いくら君でも、僕の人生を否定する事はできないはずだ。


「たってるさ! おかげで今の仕事に就いた! 大手メーカーでしかも国家資格持ちだ! 誰もがうらやむ職種だぞ!?」

「ああそうだな。上司にこびへつらって殺人に荷担してる。誰もがうらやむ仕事だな?」

「僕は荷担なんかしてない!」

「血まみれのナイフを持った血まみれの男がいる。ソイツは言う“殺す気はなかったし今だってない!”……お前の中ではコイツは殺人者じゃないのか?」

「それとこれとは違うだろ!?」

「同じ事だ。本質を見ろ。目先のことにだまされるな」

「でも実際に犯行に及んでるのはアイツらだ! 僕じゃない!」

「やめさせようとしてない時点でお前も同じだ。偽善者が聖人ぶるな」

「そんなこと言ったらこの会社のほとんどの人間は殺人者ということになるぞ!」

「そうだ」

「え?」

「この世界が悪くなってるのは悪い魔物のせいじゃない。

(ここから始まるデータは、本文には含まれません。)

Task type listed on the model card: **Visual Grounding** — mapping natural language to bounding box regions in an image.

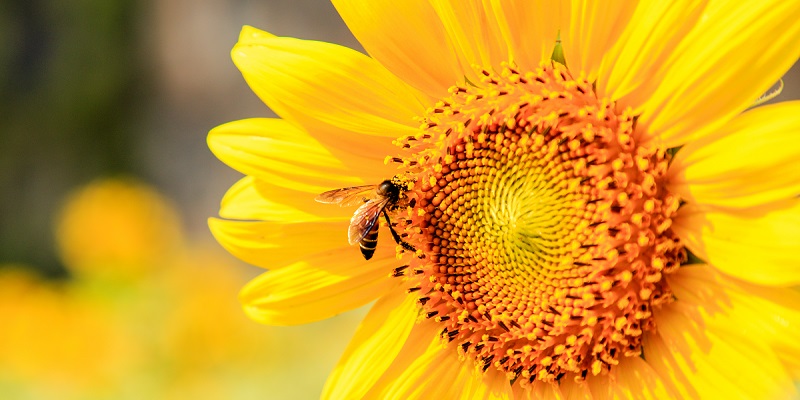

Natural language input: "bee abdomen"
[358,228,378,260]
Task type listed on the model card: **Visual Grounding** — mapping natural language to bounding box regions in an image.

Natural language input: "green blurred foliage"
[0,0,143,276]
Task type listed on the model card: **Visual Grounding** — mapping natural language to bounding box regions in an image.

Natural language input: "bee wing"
[347,198,389,244]
[314,185,377,207]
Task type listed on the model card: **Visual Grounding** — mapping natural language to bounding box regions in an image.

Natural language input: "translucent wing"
[347,197,389,244]
[314,185,377,207]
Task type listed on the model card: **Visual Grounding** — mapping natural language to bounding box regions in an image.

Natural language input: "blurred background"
[0,0,800,399]
[0,0,364,399]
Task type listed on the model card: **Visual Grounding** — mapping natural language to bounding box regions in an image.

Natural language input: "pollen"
[390,64,686,386]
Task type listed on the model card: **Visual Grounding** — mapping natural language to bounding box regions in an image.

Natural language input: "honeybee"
[316,179,415,260]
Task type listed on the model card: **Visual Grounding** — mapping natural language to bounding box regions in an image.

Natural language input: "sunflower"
[208,0,800,399]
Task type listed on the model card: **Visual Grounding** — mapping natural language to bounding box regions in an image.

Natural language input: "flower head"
[209,0,800,398]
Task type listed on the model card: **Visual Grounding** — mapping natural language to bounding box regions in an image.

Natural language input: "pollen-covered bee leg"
[383,209,417,251]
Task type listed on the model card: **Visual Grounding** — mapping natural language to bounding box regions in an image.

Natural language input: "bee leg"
[383,209,417,251]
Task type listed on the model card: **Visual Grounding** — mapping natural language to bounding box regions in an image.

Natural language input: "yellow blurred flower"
[56,179,181,278]
[0,268,142,399]
[208,0,800,399]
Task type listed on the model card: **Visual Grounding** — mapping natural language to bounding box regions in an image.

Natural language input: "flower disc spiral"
[396,64,685,382]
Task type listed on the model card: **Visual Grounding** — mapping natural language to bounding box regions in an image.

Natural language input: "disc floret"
[390,64,686,385]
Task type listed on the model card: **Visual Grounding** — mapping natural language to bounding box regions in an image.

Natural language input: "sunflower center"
[390,66,686,385]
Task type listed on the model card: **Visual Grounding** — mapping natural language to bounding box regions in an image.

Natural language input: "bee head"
[377,179,400,199]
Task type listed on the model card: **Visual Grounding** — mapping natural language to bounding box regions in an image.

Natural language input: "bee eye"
[378,181,393,194]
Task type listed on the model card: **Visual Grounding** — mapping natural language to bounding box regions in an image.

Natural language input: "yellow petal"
[450,366,515,400]
[484,0,570,71]
[674,200,800,286]
[381,343,484,400]
[511,380,564,400]
[643,299,794,399]
[564,0,638,81]
[597,0,707,103]
[208,118,363,193]
[561,380,592,400]
[219,176,346,223]
[231,27,425,138]
[612,357,678,399]
[208,216,350,269]
[667,265,800,380]
[670,101,800,208]
[430,0,509,78]
[364,320,442,399]
[630,0,800,147]
[322,287,419,399]
[333,0,464,99]
[239,249,400,325]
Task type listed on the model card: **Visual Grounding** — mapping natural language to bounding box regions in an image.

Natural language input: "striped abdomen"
[358,221,381,260]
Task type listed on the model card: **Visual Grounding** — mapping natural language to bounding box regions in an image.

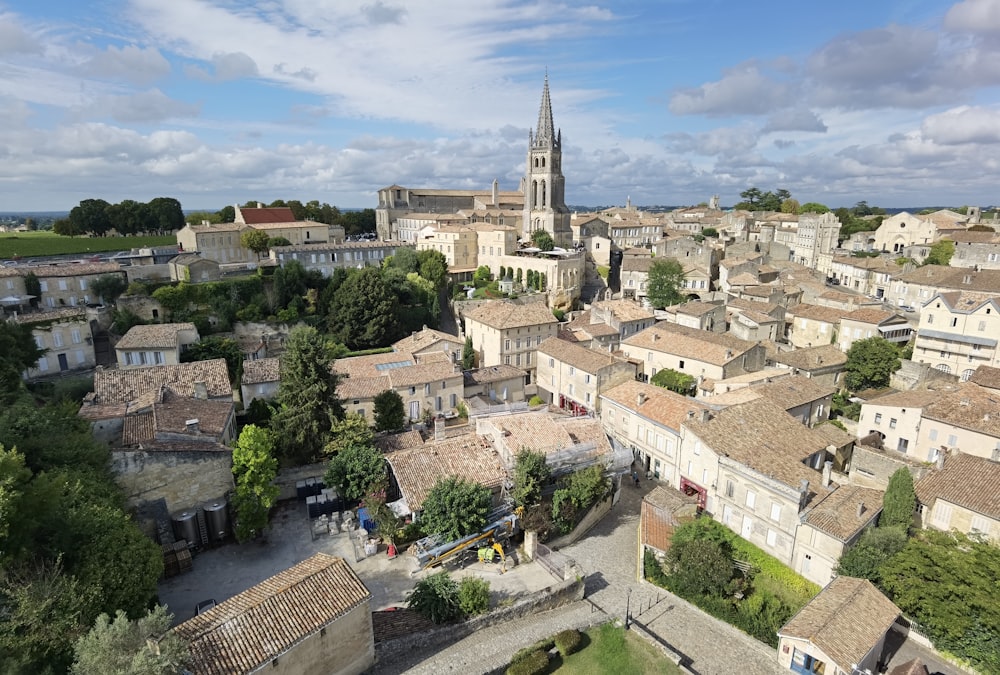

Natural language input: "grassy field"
[549,623,681,675]
[0,231,177,259]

魔王のせいでもない」


彼は絵本を読み聞かせるように言った。


「じゃあ何がそうさせているのか? 簡単な事だ……ひとりひとりの小さな悪意だよ。“これくらいは大丈夫だろう”というひとりひとりの油断が、この世界を悪くしている」

「そのうちのひとりが……僕?」

「そうだ」


「僕がこの世界を悪くしている……?」

「ああ。お前はこの世界に対する影響力を持っている。なのに何もしてない」


たしかに、僕は何もしていない


「わからないんだ……僕にできるのか」

「逆だ。お前だからできることなんだよ」

「僕だから?」

「蒸気メーカーに勤めちゃいるが、心までは染まっちゃいない。だから手紙を出してたんだろ?」

「……」

「今までは誰かにやってもらってたことを、今度はお前が自分でやるんだ。どうだ? そんなに難しいことか?」

「……そう言われると、できそうかも……」

「だろ? マスクスの連中にできたんだぜ? それでどうしてお前にできないことがあるんだよ」

「……ありがとう。僕、頑張ってみるよ」

「……ああ。それがいい」


彼はそれだけ言うと立ち上がった。


「お前はお前のなすべき事をしろ。俺もそうする」

「君にもやるべき事が?」

「ああ。やりたくはねえが……俺がやるしかねえ。お前と一緒さ」

「そうか……」

「……お互い、頑張ろうぜ」


じゃ、と手を上げて彼は歩き去った。


「……僕も、行かなきゃな」


決意を新たに、僕もベンチをあとにした。